Potty training is a mixed bag. On one hand, when he had diarreaha he woke me up in the night 3 times to go out, which is unusual. As I learned that night he was sick and did NOT want to go in the crate. He didn't go outside the crate either...waited for me to get suited up and take him outside. He most definitely knows that's the place to go...but the family room is still a suitable place too!  *sigh* We're restricting his access to that room to times when we can closely supervise and usually after he's already been outside. Maybe over time he'll stop associating this room as a potty-playground? 

We've been working on his loose leash walking and hoovering of things on the road. Lot of treats and rewards when he follows along and ignores distractions. The neighbor's dogs are still too much of a distraction, but it's going pretty well.

Oh, he FINALLY let me sleep in this weekend!!! At first he would wake me up at 5:30-6AM because he had to go out, then once he could hold it a bit longer it was because he HAD to eat!  For the first time since we've had him, he let me sleep in until 8:30 on Sat, and 9:00 on Sunday! I'm not a particularly late sleeper, but after 2 months of sleep deprivation, I have some catching up to do, and I'm soooooo happy!

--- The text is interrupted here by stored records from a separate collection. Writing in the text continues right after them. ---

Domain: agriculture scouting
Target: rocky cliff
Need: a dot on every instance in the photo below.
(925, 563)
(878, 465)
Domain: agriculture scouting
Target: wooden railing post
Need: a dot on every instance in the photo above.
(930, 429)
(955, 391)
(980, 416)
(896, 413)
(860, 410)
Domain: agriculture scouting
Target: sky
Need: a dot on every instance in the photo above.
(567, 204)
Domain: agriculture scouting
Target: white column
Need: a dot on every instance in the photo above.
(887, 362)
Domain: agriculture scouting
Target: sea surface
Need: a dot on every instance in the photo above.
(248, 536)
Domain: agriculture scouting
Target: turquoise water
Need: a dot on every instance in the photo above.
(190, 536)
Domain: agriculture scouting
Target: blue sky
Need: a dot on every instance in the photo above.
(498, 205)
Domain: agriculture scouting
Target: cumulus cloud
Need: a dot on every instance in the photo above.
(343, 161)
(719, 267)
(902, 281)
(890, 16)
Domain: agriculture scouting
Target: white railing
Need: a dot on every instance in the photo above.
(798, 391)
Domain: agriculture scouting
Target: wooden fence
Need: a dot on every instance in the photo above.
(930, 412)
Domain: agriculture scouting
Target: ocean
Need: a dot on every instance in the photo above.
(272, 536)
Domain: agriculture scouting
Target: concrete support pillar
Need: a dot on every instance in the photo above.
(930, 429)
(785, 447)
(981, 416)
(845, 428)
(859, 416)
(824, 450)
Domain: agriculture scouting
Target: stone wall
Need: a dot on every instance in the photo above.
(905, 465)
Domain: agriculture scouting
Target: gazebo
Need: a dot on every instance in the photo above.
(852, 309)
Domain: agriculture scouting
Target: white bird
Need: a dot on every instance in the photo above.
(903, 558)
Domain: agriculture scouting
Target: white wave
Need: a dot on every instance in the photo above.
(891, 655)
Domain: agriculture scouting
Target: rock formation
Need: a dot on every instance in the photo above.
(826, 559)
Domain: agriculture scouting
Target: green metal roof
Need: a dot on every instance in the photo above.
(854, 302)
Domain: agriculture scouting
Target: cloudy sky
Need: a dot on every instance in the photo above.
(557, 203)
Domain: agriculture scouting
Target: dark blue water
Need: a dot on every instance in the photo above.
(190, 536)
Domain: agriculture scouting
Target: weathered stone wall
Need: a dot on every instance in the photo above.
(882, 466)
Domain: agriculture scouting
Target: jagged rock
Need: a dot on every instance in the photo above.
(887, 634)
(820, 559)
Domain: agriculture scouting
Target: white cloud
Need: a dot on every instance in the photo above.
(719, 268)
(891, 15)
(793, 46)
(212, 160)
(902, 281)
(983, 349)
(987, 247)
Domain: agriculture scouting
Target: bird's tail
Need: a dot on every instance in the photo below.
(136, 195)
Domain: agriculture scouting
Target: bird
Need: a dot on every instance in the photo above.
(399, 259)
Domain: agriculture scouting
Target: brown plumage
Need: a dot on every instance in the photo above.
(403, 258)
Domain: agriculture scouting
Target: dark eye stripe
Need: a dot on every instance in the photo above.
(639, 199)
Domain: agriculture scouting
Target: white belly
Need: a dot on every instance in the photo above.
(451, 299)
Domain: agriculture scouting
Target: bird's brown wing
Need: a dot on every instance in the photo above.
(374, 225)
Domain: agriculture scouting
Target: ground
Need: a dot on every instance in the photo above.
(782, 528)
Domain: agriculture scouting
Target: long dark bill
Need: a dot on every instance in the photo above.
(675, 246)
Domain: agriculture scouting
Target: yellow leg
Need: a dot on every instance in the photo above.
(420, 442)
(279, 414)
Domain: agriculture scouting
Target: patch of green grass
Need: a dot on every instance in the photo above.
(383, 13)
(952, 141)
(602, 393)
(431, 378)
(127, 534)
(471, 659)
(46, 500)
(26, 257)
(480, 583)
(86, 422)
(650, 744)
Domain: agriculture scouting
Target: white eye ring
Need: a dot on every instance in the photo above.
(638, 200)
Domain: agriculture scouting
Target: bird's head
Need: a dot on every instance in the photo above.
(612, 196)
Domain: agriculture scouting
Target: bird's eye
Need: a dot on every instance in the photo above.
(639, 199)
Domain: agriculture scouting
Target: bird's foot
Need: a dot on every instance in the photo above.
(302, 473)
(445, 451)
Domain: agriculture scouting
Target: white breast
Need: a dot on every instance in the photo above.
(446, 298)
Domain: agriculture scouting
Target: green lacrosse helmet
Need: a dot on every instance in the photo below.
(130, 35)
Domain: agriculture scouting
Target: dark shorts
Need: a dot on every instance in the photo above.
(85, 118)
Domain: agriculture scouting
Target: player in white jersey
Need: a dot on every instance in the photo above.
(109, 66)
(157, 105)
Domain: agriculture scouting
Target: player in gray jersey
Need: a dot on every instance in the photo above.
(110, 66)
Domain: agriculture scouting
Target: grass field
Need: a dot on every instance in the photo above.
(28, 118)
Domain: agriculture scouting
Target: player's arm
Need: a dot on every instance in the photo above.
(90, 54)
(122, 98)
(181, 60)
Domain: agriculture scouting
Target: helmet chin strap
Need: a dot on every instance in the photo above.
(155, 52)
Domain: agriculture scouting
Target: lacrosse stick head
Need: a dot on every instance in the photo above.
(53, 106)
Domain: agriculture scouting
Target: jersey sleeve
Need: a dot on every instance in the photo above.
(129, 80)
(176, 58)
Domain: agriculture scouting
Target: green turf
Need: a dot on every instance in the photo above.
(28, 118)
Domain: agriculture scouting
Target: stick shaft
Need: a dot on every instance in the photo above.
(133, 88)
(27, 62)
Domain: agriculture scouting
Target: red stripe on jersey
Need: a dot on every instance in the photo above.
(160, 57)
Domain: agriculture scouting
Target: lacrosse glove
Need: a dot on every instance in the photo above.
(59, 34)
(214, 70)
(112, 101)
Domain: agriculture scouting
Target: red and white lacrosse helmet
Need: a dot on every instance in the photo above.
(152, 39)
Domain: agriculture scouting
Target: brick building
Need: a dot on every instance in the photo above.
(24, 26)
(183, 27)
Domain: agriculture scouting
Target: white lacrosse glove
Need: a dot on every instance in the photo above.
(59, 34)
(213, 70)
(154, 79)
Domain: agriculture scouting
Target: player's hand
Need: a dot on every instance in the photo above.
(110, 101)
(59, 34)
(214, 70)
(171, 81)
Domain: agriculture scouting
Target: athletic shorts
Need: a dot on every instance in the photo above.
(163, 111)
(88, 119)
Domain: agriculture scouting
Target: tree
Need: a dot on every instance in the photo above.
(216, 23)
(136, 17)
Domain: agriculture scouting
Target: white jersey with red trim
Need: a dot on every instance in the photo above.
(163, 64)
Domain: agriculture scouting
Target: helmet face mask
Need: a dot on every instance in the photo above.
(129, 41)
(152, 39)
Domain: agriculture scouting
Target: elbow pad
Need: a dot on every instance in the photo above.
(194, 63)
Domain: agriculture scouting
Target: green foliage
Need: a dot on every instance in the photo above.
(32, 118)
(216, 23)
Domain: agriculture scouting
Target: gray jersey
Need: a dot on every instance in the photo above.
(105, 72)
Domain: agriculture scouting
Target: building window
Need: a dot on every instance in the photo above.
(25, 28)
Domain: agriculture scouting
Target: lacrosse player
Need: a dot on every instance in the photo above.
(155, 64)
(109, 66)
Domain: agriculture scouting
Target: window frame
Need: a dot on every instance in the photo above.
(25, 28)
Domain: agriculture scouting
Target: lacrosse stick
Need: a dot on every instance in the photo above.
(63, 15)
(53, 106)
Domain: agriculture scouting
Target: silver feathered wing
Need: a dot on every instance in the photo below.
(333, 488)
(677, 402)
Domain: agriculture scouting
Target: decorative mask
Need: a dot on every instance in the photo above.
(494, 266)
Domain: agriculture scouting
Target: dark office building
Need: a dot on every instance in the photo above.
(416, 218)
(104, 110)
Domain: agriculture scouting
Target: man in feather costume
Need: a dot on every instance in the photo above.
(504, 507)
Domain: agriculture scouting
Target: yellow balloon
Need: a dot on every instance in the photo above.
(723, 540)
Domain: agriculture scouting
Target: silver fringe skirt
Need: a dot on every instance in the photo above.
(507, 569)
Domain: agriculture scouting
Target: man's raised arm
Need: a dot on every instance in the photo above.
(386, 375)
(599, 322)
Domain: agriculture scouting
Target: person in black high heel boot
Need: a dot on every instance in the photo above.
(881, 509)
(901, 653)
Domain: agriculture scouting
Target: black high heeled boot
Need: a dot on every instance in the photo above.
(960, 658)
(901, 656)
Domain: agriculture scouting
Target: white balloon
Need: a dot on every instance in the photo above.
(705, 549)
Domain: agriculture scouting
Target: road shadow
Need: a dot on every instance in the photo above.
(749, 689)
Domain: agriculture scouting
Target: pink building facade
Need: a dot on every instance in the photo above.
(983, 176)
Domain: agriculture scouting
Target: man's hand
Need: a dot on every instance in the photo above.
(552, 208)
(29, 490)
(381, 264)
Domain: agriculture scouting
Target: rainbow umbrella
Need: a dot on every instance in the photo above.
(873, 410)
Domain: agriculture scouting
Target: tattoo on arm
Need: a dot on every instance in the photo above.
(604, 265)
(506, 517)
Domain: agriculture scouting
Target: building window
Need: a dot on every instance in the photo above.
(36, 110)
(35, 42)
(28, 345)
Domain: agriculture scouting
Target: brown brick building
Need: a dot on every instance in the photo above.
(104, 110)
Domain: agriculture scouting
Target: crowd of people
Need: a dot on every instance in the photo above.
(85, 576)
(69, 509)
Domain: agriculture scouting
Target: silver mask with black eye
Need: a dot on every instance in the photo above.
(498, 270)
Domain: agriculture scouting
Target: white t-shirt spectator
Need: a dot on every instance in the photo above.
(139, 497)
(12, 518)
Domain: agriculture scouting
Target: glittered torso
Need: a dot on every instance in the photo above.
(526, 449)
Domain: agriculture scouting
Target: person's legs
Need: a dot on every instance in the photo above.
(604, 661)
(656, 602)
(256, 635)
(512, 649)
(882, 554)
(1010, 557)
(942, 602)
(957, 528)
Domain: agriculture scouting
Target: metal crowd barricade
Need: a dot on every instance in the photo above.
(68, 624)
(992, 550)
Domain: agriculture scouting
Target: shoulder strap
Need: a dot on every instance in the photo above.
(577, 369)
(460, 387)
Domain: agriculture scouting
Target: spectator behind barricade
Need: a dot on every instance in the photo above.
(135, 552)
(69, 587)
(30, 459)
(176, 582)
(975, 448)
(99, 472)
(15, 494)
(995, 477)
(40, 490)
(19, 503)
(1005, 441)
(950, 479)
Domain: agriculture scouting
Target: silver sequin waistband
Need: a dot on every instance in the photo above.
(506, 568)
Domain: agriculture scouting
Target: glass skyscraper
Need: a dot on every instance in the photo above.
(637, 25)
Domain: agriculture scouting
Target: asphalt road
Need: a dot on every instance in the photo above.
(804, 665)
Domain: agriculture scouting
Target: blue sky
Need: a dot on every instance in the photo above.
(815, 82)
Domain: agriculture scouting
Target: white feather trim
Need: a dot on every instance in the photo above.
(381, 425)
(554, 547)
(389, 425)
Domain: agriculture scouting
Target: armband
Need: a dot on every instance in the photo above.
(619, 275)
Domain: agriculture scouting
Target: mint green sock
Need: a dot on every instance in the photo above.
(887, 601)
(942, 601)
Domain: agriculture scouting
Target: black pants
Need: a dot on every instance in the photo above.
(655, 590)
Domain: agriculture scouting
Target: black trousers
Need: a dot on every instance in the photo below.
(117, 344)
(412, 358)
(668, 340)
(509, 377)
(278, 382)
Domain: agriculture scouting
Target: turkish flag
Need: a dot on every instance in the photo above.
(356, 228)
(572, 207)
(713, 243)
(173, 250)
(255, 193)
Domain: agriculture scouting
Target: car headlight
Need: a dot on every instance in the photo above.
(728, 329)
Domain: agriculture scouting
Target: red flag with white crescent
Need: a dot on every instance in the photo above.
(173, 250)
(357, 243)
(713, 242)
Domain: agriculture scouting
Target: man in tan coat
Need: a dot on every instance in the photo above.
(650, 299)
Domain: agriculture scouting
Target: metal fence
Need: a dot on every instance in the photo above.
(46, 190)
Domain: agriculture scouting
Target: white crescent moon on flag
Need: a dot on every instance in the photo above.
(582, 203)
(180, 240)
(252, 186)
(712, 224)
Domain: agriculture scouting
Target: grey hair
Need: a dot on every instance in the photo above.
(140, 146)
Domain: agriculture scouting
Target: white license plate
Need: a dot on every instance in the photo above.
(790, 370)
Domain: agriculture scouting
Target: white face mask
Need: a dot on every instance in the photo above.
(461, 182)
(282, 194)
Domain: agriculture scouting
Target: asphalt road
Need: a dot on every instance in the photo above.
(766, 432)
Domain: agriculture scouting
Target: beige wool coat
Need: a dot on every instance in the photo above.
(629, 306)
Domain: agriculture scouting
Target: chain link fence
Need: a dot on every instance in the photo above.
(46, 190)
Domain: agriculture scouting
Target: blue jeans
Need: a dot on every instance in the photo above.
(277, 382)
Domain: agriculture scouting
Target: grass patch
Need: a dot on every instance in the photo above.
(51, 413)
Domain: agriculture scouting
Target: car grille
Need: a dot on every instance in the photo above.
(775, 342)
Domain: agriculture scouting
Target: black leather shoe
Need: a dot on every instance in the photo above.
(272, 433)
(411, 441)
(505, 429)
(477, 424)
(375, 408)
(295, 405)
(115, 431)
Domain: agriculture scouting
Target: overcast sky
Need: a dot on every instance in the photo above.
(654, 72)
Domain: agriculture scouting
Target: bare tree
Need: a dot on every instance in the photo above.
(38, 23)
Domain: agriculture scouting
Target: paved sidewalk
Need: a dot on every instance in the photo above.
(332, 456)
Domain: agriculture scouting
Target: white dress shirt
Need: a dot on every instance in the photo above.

Love the pics of all the pups! I've been neglecting to do that the last few weeks and have to get back to it this weekend. Puppyhood is so short! Will post some up next week!


----------



## ghuss37 (Nov 27, 2010)

I really hope Chili gets better.

Make sure when you clean up his messes in the house that you are completely removing the smell. I followed Kobe around like a hawk when he was about that age and when he started to pee, I would go into beast mode and give him a loud "Hey!" and then tell him outside and he would go. After about 3 times of catching him "in the act" it got a lot better. Also, I think one of the key things to do is to realize what his sign is. I taught Kobe that every time before we went out he had to jump at the door and we would go out. After a couple days I found he was jumping at the door when he had to go outside. The bell tactic works too, but Kobe destroyed the string that was holding my bell. 

I am not really sure how long Kobe would hold it inside. I am still pretty paranoid about accidents and take him out ever 1 to 2 hours when I am home. 

The past few nights Kobe has been waking me up at 4am. I let him out at 4am and then put him back to bed, he handles this fine. However at 6am he wants to go out again and I know he is just wanting to play so I just ignore him and he settles down in like 5 minutes. Usually the next time he wakes me (around 8 am), I will get out of bed for good.


----------



## RKA (Sep 20, 2010)

Thanks! I do my best to clean the carpet with a carpet shampoo-er and nature's miracle, but at the end of the day, if something soaks down into the padding, there is only so much I can do, and his nose is a lot stronger than mine. The previous owners of our house had a dog and two kids as well...so who knows what's in there? (ewww) We had planned to replace it after we bought the house a year ago, but after making a decision to get chili, we put that on hold. Now I'm wondering if that was a good decision...or a bad one?  Anyway, when the new carpet eventually gets laid, I'll be sure to get a moisture resistant padding. 

Haha, I did the same with Chili once I caught onto the fact that he didn't have to go, but he just wanted food or was bored. But when it comes to meal time, he seldom tolerates my procrastination and he's usually quite vocal!


----------



## claireb (Dec 21, 2010)

Hey everyone, newbie here (waves!). I thought I'd introduce our boy Alfie who was born on August 18th, we've had him since October and are still adjusting to the chaos he has brought to our lives. We've had two previous Goldens but somehow forgot how much hard work puppies are lol. 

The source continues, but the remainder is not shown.